これから私のせいでどれだけの人が命を散らすと思う。どれだけの人の心を引き裂くと思う。これまでも、これからも。戦火の拡大という大罪を犯している私が、無実なはずないじゃんか。

 

……それでも、私は止まらない、止まれない。あるべき結末のために、みんながみんなでいられる世界のために。今あるどれだけの命を踏みにじることになったとしても、私は私が知ってる未来を実現する。

 

……そうすれば…そうすれば、きっと…、

 

 

「……ん?…」

 

 

なんか艦内が騒がしくなってきた気がする。………っ!?

 

それに思い至った瞬間、私は被っていたシーツを蹴飛ばす勢いでベッドを飛び出して、壁に備え付けられたモニターのスイッチを入れた。

 

 

「……ヤヌアリウス……」

 

 

映像に映し出されなのは、プラント内の基礎微細工学や応用微細工学を専門とする居住地…()()()もの。砂時計のような形をしていたはずのそれは、もはや僅かな跡を残す残骸となって宇宙に散乱している。

 

…レクイエム、発射されたんだ。…あれ、でもおかしい。
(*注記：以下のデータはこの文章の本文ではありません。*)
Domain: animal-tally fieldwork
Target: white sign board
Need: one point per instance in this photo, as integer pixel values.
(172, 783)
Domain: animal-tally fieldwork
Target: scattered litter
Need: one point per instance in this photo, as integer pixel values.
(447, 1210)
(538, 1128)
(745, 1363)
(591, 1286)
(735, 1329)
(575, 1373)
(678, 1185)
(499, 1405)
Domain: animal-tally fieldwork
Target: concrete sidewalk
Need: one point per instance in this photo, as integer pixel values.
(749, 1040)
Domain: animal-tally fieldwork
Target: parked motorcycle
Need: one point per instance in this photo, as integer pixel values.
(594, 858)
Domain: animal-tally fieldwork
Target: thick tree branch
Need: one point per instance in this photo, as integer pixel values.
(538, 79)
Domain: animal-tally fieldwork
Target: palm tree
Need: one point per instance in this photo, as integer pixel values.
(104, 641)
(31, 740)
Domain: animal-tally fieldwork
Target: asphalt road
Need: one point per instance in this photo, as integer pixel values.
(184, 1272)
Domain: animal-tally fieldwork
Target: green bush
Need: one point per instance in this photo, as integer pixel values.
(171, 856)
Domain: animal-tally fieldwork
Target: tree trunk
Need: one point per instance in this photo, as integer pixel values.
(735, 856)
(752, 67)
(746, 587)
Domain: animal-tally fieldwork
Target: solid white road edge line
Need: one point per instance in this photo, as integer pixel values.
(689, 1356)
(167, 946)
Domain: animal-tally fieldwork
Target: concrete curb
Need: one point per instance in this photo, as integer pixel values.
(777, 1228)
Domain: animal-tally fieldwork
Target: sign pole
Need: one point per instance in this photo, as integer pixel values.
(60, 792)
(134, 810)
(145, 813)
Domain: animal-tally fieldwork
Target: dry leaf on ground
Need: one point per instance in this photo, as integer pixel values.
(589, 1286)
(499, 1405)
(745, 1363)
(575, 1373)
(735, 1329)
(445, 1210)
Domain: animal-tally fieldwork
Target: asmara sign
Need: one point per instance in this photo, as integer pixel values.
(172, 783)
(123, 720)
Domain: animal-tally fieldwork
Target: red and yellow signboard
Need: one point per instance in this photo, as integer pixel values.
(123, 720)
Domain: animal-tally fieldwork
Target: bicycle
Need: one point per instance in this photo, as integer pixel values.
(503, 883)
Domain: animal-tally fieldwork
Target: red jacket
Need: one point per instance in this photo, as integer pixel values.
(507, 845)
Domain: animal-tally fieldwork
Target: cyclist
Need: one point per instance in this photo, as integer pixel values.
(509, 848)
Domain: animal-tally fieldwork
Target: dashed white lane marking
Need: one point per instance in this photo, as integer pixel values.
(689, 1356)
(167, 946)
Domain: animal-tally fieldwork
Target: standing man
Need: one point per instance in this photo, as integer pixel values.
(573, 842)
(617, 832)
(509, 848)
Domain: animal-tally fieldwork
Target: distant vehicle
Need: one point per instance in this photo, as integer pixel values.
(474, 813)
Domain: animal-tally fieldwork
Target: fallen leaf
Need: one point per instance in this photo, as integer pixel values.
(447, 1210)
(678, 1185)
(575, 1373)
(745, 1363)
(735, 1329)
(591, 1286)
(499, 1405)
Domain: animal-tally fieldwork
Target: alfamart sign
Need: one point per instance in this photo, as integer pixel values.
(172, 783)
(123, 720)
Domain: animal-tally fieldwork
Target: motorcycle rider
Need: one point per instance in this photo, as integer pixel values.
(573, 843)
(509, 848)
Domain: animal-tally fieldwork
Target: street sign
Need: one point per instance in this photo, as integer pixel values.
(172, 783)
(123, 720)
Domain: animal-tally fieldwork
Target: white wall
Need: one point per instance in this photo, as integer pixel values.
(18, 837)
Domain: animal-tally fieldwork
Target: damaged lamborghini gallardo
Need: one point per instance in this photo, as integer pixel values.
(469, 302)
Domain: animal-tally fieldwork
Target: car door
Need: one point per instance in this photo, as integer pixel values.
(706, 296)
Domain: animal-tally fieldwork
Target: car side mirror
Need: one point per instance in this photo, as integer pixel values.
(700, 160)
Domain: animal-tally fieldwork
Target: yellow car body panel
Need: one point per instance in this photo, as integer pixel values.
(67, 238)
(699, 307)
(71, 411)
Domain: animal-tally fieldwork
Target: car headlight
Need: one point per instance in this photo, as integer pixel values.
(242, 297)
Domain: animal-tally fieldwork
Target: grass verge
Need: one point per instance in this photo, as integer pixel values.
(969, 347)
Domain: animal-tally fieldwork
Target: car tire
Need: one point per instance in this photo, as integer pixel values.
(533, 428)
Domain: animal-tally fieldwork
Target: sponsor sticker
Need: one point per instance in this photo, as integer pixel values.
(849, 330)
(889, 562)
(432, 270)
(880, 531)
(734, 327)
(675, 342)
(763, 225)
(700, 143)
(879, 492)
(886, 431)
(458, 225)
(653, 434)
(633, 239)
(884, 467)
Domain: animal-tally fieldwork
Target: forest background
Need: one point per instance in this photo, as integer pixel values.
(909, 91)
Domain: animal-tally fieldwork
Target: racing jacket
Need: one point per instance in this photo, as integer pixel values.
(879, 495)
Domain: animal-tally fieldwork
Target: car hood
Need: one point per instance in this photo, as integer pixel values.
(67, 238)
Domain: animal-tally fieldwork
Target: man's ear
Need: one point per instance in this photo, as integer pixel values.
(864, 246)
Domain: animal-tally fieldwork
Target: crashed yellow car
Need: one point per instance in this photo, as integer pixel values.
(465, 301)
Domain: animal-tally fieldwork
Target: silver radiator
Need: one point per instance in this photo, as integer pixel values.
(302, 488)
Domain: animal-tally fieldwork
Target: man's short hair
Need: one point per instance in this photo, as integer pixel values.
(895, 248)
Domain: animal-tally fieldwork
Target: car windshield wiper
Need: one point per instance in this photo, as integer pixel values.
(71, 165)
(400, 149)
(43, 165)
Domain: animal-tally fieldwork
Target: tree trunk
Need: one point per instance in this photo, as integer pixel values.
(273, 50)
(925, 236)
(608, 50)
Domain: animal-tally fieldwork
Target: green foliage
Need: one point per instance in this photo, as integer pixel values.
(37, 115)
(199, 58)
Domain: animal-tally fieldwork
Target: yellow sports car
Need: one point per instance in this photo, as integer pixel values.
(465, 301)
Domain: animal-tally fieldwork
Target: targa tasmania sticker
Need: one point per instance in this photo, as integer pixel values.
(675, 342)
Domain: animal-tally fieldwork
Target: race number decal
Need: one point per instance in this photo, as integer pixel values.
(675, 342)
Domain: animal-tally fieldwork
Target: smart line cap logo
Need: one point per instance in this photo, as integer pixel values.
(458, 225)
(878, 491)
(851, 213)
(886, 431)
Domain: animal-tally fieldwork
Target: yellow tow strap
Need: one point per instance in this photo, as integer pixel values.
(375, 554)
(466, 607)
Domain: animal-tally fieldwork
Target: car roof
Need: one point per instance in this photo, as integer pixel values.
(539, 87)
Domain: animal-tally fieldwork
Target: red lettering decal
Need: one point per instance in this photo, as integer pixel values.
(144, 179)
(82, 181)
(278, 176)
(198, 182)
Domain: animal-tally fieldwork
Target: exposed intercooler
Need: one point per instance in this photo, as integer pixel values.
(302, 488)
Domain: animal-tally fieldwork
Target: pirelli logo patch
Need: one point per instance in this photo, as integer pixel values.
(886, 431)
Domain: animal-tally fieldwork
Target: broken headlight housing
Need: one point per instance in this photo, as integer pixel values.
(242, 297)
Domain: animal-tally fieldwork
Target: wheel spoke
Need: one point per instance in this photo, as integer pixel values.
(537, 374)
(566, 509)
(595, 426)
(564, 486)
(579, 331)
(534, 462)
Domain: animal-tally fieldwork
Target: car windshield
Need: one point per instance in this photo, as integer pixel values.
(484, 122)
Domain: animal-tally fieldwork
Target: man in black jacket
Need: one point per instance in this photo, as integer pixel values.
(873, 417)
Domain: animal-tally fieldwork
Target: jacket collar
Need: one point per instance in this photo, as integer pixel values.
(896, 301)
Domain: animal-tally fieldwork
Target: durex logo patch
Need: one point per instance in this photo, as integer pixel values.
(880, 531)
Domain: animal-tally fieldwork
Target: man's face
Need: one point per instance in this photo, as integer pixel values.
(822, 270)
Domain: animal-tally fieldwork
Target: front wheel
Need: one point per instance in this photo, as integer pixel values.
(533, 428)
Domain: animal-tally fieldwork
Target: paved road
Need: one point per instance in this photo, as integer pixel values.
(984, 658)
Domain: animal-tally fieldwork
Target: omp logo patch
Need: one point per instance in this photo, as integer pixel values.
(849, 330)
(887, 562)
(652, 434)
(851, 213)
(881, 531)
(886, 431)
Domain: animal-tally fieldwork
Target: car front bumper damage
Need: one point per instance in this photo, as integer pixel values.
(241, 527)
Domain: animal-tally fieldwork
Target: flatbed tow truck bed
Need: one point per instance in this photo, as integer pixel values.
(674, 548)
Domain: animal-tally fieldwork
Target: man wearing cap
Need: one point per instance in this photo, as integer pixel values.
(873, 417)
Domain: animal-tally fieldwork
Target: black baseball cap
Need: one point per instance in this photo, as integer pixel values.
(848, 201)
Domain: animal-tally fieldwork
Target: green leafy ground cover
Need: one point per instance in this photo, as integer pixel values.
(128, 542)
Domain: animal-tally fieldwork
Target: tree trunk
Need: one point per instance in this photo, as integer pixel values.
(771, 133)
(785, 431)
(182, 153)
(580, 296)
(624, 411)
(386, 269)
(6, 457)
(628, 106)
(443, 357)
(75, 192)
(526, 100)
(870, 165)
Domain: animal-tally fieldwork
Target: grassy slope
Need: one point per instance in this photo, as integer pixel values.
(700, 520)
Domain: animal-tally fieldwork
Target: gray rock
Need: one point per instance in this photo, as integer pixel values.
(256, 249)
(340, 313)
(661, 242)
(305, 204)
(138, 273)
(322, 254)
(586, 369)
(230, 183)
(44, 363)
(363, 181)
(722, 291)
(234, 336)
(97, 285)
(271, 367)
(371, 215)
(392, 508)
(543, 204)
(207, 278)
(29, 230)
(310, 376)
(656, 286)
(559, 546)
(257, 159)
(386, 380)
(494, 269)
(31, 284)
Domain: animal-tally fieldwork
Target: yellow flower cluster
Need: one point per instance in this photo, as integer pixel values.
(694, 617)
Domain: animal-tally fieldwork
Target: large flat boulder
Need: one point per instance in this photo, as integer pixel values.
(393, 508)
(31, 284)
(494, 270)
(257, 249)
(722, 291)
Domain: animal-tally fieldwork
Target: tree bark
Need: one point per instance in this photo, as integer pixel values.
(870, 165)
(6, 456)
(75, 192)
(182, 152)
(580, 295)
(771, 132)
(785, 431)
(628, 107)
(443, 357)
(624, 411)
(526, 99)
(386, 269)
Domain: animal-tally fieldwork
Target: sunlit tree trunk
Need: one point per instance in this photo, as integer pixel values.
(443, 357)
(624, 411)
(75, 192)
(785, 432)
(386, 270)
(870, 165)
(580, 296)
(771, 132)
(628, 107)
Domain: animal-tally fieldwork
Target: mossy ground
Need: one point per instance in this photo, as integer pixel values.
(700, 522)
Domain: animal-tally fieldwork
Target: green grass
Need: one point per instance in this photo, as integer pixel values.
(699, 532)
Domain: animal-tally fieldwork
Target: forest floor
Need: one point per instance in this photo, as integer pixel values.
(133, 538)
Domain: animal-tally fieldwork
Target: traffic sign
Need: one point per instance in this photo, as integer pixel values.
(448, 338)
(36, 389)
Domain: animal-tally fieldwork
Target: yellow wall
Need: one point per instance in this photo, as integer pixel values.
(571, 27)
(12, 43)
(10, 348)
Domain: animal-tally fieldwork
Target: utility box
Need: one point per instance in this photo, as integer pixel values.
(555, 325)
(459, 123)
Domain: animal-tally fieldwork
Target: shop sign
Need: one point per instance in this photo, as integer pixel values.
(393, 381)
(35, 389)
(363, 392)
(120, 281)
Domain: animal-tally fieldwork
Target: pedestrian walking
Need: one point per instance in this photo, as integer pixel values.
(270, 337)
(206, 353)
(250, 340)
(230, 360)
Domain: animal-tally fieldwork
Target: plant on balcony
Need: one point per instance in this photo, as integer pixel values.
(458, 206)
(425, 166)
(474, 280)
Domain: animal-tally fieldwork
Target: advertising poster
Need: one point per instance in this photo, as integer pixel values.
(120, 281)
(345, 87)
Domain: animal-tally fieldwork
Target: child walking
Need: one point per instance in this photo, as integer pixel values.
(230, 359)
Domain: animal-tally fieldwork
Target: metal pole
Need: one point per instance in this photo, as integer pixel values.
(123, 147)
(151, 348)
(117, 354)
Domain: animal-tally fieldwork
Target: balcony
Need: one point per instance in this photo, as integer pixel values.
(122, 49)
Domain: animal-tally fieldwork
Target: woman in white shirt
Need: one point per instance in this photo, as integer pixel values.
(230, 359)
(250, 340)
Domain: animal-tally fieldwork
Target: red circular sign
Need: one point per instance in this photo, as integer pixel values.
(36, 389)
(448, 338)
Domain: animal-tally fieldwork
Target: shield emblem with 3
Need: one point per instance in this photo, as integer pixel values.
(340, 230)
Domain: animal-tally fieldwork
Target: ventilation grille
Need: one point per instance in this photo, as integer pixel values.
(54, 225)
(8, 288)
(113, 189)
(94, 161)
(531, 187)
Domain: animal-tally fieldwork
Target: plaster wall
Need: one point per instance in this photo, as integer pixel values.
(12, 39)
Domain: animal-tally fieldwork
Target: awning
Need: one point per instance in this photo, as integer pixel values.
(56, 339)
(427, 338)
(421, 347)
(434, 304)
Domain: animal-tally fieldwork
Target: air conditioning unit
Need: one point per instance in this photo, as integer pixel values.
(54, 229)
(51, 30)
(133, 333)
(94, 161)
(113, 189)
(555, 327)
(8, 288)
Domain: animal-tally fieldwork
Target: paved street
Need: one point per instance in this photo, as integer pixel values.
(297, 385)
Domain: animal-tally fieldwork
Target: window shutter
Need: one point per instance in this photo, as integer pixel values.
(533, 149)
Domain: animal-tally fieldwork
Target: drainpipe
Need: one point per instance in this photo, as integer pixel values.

たしか原作だと隣のディセンベルもヤヌアリウスの衝突に巻き込まれる形で崩壊したはず。……なんで? 原作より少な………

 

 

「……は……?」

 

 

………まて、まてまてまて。今、私なに考えた?

 

思ったより少ない? ヤヌアリウスだけでもどれだけの人が暮らしていたと思ってるの? 百とか千なんて数じゃ到底及びもつかない人たちがいたはずなんだよ? 

 

それを……思ったより…少ない?

 

 

「…うゥ!?」

 

 

直後、喉元にこみ上げるものを感じた私は、口元を押さえながら部屋を飛び出しそのままトイレに駆け込む。

 

 

「うおえぇっ!!?」

 

 

便器を覗き込むようにした直後、直前まで堪えていたものをそのまま吐き出した。ここ最近はゼリー状のものしか口にしていないのが幸いし、固形のない吐瀉物を吐き出すのはそれらが含まれるものよりも僅かだが楽な気がした。

 

 

「…はぁ…はぁ…っ!?」

 

 

だが、吐き出した汚物の中に赤い液体…恐らくはストレス故の己の血液がそこに混じっているのを見ると、そんな些細な気持ちなど一瞬で消え失せる。

 

 

「…はぁ…はぁ…は、はぁ、は、ははは、ははははっ…」

 

 

…なんだ、私…もうとっくに壊れてるんだ…。心と体を罪と血で汚して、もう自分の願いも叶わなくて。

 

…私、何のために戦ってんだろ、何のために………。